HANOVER, NH (WCAX) – A first-of-its-kind symposium held Wednesday at Dartmouth College explored both the benefits and potential pitfalls of artificial intelligence in health care.
Stanford professor Dr. Curt Langlotz is a leader in the field of AI, studying how machine learning is improving in disease detection, particularly when it comes to reading x-rays and other scanners.
“Showing people the promise of AI as well as some of the challenges and risks that we will see over time,” Langlotz told a room of other clinicians and biomedical researchers at the Institute.
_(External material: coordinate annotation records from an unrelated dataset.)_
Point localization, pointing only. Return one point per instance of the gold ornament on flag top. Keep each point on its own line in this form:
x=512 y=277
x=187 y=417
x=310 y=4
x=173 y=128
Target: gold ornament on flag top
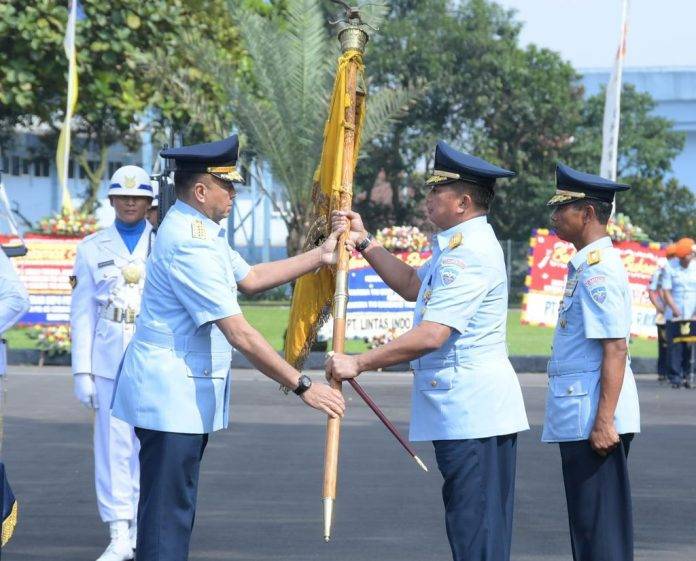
x=333 y=190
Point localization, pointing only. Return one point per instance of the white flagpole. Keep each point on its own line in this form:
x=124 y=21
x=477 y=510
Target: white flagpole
x=612 y=104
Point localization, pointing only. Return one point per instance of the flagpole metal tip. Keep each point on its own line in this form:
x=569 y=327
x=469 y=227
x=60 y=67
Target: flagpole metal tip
x=328 y=518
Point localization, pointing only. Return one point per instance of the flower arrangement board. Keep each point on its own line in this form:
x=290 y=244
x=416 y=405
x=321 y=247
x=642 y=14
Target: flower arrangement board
x=547 y=260
x=45 y=271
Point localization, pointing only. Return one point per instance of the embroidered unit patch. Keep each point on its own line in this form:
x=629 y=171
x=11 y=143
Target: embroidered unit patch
x=448 y=275
x=599 y=294
x=593 y=281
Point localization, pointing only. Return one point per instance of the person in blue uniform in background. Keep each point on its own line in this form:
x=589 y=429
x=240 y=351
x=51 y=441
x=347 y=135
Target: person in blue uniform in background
x=592 y=403
x=174 y=382
x=466 y=395
x=14 y=303
x=656 y=298
x=679 y=293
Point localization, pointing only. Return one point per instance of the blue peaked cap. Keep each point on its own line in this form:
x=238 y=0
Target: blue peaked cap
x=573 y=185
x=452 y=165
x=218 y=158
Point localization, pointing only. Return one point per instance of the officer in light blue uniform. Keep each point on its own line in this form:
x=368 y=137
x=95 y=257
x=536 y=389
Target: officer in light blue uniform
x=173 y=385
x=592 y=402
x=466 y=397
x=679 y=291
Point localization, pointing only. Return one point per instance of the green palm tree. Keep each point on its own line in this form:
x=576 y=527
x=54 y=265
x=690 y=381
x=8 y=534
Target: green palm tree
x=283 y=108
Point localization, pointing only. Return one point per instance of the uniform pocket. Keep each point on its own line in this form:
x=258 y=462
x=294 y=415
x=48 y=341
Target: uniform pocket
x=207 y=365
x=570 y=404
x=440 y=379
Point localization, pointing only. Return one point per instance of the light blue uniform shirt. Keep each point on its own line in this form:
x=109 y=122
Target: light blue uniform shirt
x=682 y=282
x=14 y=303
x=467 y=388
x=175 y=373
x=596 y=305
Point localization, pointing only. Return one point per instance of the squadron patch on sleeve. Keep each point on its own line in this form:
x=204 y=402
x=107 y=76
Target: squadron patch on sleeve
x=449 y=275
x=453 y=261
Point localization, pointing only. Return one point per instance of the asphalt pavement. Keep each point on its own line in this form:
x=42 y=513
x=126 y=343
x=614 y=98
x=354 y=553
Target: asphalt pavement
x=260 y=488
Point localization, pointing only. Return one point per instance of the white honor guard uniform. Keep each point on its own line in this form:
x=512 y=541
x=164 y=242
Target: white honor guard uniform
x=108 y=281
x=14 y=303
x=596 y=305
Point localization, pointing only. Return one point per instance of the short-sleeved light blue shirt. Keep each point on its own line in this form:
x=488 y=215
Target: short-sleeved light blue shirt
x=175 y=373
x=467 y=388
x=596 y=305
x=682 y=282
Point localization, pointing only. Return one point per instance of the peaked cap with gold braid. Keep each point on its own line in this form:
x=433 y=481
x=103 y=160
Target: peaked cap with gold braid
x=452 y=165
x=217 y=158
x=573 y=185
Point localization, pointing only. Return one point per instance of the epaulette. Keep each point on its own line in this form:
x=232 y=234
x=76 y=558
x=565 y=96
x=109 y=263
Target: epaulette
x=594 y=257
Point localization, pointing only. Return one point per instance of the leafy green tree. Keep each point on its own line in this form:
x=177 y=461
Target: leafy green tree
x=282 y=108
x=484 y=95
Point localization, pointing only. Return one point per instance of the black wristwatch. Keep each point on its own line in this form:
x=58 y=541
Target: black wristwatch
x=362 y=246
x=303 y=384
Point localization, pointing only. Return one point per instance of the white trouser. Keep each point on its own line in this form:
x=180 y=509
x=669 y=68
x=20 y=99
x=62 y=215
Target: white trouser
x=116 y=467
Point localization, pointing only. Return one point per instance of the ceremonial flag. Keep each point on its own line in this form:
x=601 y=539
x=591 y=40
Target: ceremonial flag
x=612 y=104
x=313 y=294
x=63 y=152
x=9 y=508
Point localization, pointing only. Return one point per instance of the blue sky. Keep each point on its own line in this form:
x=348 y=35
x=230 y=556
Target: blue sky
x=585 y=32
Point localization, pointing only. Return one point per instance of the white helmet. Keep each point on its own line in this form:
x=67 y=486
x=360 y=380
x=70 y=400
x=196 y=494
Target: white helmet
x=155 y=191
x=130 y=181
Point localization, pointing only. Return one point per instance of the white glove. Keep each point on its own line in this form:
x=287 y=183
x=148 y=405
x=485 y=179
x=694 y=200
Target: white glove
x=86 y=391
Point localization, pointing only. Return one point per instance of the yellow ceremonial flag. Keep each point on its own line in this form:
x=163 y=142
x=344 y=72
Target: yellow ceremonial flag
x=313 y=294
x=63 y=151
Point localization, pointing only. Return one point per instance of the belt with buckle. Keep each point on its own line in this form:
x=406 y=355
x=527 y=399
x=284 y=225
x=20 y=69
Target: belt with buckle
x=119 y=315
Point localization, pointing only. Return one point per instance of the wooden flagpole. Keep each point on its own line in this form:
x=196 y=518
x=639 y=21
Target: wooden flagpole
x=352 y=37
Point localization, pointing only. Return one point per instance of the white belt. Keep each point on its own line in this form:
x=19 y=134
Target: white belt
x=119 y=315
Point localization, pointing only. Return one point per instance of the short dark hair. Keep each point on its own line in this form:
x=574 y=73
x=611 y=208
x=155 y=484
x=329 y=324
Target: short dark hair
x=602 y=208
x=185 y=180
x=481 y=196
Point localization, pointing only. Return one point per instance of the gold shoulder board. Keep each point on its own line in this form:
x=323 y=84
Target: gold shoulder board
x=594 y=257
x=456 y=240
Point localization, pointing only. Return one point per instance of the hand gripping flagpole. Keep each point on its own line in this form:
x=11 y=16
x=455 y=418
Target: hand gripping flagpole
x=352 y=38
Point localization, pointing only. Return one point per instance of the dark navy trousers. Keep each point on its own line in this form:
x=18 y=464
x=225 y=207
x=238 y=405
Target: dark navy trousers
x=478 y=492
x=678 y=356
x=598 y=495
x=169 y=467
x=662 y=352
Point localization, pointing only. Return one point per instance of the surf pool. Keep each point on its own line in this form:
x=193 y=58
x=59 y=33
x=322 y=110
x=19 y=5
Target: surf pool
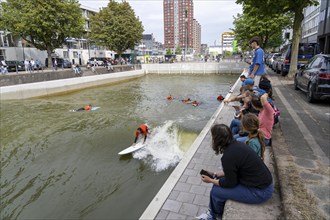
x=57 y=164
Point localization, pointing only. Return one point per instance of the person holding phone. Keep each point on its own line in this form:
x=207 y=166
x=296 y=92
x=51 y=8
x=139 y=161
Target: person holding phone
x=244 y=178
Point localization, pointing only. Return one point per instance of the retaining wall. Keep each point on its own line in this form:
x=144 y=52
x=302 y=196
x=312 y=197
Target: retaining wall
x=38 y=89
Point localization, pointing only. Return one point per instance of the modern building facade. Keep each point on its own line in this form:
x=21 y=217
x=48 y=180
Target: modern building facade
x=149 y=46
x=310 y=24
x=178 y=24
x=324 y=27
x=197 y=37
x=227 y=39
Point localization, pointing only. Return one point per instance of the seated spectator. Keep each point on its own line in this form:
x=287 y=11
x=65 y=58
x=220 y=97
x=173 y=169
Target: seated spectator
x=242 y=78
x=255 y=139
x=244 y=178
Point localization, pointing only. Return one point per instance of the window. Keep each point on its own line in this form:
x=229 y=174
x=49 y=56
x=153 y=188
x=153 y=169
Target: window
x=317 y=63
x=75 y=54
x=2 y=55
x=65 y=54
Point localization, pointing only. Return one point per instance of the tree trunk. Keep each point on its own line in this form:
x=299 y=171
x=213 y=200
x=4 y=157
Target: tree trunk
x=49 y=55
x=298 y=18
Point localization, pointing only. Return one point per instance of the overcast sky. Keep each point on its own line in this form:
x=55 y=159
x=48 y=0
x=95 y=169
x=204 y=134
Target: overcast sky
x=215 y=16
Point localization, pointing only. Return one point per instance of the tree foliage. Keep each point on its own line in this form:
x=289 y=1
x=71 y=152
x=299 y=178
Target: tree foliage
x=296 y=7
x=267 y=27
x=44 y=23
x=178 y=50
x=116 y=27
x=168 y=51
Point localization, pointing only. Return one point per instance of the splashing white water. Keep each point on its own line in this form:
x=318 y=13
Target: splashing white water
x=162 y=148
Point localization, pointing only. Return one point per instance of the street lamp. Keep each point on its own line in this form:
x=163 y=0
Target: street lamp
x=186 y=44
x=23 y=50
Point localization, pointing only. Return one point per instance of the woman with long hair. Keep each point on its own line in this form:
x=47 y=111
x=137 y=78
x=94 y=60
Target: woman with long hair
x=255 y=140
x=244 y=178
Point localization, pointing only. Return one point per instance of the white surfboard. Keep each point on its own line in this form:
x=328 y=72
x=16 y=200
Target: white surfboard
x=132 y=149
x=92 y=109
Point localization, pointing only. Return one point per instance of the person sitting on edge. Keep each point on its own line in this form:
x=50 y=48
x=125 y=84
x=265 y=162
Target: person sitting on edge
x=220 y=98
x=242 y=78
x=195 y=103
x=186 y=100
x=142 y=130
x=86 y=108
x=255 y=139
x=244 y=178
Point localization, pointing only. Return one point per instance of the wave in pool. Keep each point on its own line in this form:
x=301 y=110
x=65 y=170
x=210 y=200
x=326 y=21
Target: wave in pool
x=163 y=148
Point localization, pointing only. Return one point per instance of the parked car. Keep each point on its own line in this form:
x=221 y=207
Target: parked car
x=275 y=64
x=11 y=65
x=60 y=62
x=272 y=58
x=99 y=61
x=305 y=53
x=314 y=78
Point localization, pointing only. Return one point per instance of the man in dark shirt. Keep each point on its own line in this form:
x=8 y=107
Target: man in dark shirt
x=244 y=178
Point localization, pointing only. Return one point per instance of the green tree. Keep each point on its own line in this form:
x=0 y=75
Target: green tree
x=45 y=24
x=116 y=27
x=266 y=7
x=268 y=28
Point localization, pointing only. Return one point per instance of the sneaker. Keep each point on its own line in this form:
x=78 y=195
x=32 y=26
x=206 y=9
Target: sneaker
x=205 y=216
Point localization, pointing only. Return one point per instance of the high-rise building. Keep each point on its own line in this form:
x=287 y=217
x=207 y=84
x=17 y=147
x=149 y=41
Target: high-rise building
x=227 y=39
x=178 y=24
x=197 y=31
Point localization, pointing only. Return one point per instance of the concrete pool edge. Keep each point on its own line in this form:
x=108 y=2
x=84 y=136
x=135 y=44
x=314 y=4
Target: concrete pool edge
x=39 y=89
x=156 y=204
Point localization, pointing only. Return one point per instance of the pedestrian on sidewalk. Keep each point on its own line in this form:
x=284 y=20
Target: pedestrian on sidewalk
x=257 y=66
x=244 y=178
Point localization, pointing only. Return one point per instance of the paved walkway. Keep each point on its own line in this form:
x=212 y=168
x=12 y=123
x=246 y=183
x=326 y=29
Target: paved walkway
x=299 y=166
x=185 y=196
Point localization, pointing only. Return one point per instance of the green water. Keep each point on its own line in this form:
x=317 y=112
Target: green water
x=57 y=164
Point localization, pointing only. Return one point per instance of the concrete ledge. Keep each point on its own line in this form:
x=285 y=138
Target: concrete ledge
x=268 y=210
x=38 y=89
x=158 y=201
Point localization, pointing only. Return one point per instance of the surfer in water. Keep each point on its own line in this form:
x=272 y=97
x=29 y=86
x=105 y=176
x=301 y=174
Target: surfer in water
x=86 y=108
x=142 y=130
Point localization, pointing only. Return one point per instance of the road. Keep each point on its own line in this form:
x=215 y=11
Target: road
x=303 y=156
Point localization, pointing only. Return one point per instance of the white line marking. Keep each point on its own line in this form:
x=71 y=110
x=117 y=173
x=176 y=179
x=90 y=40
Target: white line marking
x=307 y=135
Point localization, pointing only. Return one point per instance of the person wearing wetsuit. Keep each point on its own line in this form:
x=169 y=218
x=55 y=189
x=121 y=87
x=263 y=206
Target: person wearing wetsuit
x=142 y=130
x=86 y=108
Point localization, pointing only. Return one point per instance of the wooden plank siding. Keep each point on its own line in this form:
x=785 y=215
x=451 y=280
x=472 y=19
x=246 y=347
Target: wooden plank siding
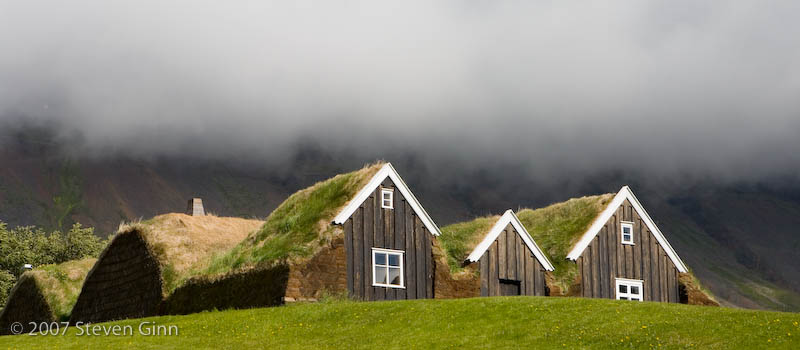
x=510 y=260
x=606 y=259
x=372 y=226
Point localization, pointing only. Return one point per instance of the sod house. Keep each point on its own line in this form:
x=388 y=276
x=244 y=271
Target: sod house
x=510 y=261
x=388 y=239
x=607 y=246
x=146 y=261
x=624 y=256
x=44 y=294
x=361 y=234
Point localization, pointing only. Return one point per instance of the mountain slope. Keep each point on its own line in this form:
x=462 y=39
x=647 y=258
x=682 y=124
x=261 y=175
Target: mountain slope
x=740 y=240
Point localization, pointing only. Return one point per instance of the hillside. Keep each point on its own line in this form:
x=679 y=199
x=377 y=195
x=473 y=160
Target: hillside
x=498 y=322
x=739 y=239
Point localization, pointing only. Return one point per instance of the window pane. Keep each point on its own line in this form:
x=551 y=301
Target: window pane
x=380 y=275
x=394 y=260
x=394 y=276
x=380 y=258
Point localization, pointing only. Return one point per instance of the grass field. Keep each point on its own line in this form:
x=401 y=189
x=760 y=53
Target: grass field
x=501 y=322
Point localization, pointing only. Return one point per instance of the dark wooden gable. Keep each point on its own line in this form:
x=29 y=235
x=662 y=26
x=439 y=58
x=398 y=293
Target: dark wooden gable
x=606 y=259
x=509 y=267
x=372 y=226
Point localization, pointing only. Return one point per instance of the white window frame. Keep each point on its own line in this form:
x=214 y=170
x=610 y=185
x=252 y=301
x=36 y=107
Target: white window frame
x=629 y=283
x=622 y=227
x=388 y=252
x=384 y=192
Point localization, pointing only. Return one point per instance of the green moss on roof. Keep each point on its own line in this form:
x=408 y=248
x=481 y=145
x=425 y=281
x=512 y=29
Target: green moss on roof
x=458 y=240
x=60 y=284
x=556 y=229
x=299 y=226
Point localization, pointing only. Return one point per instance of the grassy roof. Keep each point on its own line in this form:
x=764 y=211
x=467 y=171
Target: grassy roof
x=555 y=228
x=299 y=226
x=183 y=243
x=558 y=227
x=60 y=284
x=459 y=239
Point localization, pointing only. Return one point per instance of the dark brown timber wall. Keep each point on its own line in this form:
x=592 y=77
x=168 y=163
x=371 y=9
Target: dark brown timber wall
x=124 y=283
x=374 y=227
x=509 y=263
x=606 y=259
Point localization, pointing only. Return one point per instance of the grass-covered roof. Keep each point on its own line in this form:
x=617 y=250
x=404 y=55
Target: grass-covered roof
x=183 y=243
x=555 y=228
x=459 y=239
x=299 y=226
x=60 y=284
x=558 y=227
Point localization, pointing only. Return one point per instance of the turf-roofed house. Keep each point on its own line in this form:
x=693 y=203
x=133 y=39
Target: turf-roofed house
x=510 y=261
x=44 y=294
x=607 y=246
x=361 y=234
x=388 y=241
x=146 y=262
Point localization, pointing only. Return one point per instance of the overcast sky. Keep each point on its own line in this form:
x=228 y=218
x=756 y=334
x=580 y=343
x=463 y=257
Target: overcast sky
x=674 y=86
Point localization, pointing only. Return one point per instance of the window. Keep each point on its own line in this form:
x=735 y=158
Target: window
x=629 y=289
x=627 y=233
x=387 y=198
x=387 y=268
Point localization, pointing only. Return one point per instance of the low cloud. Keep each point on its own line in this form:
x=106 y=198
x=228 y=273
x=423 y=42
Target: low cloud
x=679 y=88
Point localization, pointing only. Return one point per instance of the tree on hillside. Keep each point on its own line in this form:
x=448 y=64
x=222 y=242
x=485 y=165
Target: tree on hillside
x=31 y=245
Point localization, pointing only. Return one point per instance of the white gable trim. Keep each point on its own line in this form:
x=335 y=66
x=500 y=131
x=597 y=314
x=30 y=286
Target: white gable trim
x=510 y=217
x=387 y=171
x=622 y=195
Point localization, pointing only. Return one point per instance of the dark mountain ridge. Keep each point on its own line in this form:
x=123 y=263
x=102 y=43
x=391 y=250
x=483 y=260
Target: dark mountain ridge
x=741 y=239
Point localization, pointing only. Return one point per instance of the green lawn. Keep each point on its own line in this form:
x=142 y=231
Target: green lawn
x=503 y=322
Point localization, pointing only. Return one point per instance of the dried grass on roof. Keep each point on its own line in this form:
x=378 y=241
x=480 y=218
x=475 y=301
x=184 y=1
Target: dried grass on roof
x=182 y=243
x=299 y=227
x=60 y=284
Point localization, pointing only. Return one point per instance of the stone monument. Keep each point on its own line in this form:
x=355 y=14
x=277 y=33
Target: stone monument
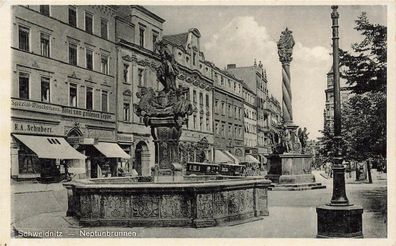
x=290 y=167
x=165 y=111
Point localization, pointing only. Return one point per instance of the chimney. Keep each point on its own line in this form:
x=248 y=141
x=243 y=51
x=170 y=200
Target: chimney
x=231 y=66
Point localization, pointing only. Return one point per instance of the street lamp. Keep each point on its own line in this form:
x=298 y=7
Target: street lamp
x=339 y=218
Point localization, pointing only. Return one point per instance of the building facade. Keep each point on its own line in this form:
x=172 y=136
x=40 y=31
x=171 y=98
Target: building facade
x=64 y=87
x=328 y=113
x=137 y=29
x=256 y=80
x=197 y=141
x=250 y=120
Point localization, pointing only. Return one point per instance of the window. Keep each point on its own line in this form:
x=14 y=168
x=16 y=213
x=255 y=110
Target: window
x=103 y=28
x=44 y=9
x=45 y=89
x=24 y=86
x=155 y=37
x=104 y=64
x=44 y=43
x=72 y=16
x=73 y=95
x=73 y=54
x=24 y=38
x=88 y=22
x=126 y=73
x=141 y=36
x=104 y=101
x=194 y=96
x=89 y=98
x=140 y=76
x=127 y=112
x=89 y=59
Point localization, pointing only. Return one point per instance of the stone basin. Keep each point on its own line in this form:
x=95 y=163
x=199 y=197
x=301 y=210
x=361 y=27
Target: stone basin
x=195 y=201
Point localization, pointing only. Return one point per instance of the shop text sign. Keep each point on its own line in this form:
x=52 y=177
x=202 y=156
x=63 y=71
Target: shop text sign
x=60 y=110
x=36 y=128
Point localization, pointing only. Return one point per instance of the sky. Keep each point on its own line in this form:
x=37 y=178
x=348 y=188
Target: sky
x=240 y=34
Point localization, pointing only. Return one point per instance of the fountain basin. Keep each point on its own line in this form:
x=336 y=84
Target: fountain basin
x=210 y=202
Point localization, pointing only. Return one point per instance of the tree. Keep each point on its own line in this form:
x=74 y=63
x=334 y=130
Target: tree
x=364 y=114
x=365 y=68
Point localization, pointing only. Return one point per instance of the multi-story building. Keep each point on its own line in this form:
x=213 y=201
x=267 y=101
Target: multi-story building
x=63 y=72
x=256 y=80
x=137 y=29
x=328 y=113
x=250 y=120
x=228 y=115
x=196 y=142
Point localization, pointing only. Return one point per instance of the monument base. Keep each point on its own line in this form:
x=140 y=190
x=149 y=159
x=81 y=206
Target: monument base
x=339 y=221
x=292 y=171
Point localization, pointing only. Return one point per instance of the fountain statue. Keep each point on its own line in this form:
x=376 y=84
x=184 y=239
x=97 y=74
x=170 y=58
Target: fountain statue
x=165 y=111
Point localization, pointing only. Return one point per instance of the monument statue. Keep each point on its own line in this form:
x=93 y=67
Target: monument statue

One-day symposium at Dartmouth, “AI in Medicine: Connecting Innovation and Practice.”
He claims that AI’s ability to extract and analyze huge amounts of data makes healthcare as a whole more precise. “We will see AI helping caregivers, nurses, doctors and, in fact, helping patients understand their healthcare information,” Langlotz said.
“More precise, more efficient, more accessible to everyone,” said Saeed Hassanpour, director of Dartmouth’s Center for Precision Health and Artificial Intelligence, who helped organize the symposium with the Dartmouth Cancer Center and the Geisel School of Medicine. “This will actually improve efficiency and reduce health care costs.” This will improve accuracy.
And it will be implemented all over the world, including in regions where access to healthcare remains a challenge. “Countries that have fewer resources don’t always have the medical staff that we have here in the United States,” Langlotz said.
But this technology also raises ethical concerns, particularly around patient privacy and data security. But Langlotz says at this point, the good outweighs the bad. “Improve the quality of care, reduce medical errors,” he said.
College officials say they hope to make the symposium an annual event as the center for precision health and artificial intelligence continues to grow.